"Sochi – Sinal de decadência é quando o Chico Buarque aparece em Lisboa e a gente já não joga mais aquelas peladas contra o Polytheama, a equipa que nunca perde, porque o Chico não aceita a derrota e, mesmo derrotado, dá os parabéns ao adversário por se ter batido num jogo que nunca poderia ganhar. Está uma lua cheia, enorme, quase grávida no céu de Sochi. Ouvi-o cantar: “O malandro/ Na dureza/ Senta à mesa/ Do café/ Bebe um gole/ De cachaça/ Acha graça/ E dá no pé.” E ao ouvir o balanço desse sotaque musicado a que Olavo Bilac chamava “Última flor do Lácio”, parece que desencaixa da
“Die Dreigroschenoper”, de Brecht e de Kurt Weill, MacHeath, Mackie Messer, Mack the Knife, que Bobby Darin cantava mais languidamente – “Oh, the shark, babe/ Has such teeth, dear/ And it shows them pearly white/ Just a jackknife has old MacHeath, babe/ And he keeps it, ah, out of sight” – e o grande Francis Albert, de Hoboken, repete no espaço do bar que ameaça fechar, deixando-me ao sereno com aquela sede própria das madrugadas.
Um grupo barulhento de uruguaios foi-se desintegrando e se alguém andar por aí, “sneakin’ round the corner, could that someone be Mack the Knife?”
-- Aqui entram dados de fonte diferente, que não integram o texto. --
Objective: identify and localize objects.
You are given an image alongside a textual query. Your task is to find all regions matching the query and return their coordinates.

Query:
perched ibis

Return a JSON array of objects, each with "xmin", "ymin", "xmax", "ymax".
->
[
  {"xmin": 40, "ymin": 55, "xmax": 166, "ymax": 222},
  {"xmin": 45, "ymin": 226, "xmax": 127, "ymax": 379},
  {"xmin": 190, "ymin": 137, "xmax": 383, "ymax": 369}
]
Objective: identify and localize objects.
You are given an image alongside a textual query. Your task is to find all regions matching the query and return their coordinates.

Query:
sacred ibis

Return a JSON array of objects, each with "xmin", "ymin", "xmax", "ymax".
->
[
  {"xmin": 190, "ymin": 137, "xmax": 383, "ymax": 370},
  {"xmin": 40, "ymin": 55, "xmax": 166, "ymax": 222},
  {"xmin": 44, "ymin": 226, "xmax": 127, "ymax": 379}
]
A rapariga morena que tenta levar para casa o amante circunstancial tem, de facto, dentes afiados de tubarão. Saem ambos tropeçando no céu como se fossem bêbados e recebo dela um último olhar, desencantado mas decidido. Com aqueles dentes, o que lhe fará ao pescoço? Olhos embotados de cimento e lágrima. Levanto-me e o Sinatra ainda canta: “Oh, that line forms on the right, babe/ Now that Macky’s back in town.” Também estou de volta à cidade. Pela porta entra a humidade do mar Negro como a noite. Lá fora, um silêncio estranho. Como se Deus dormisse."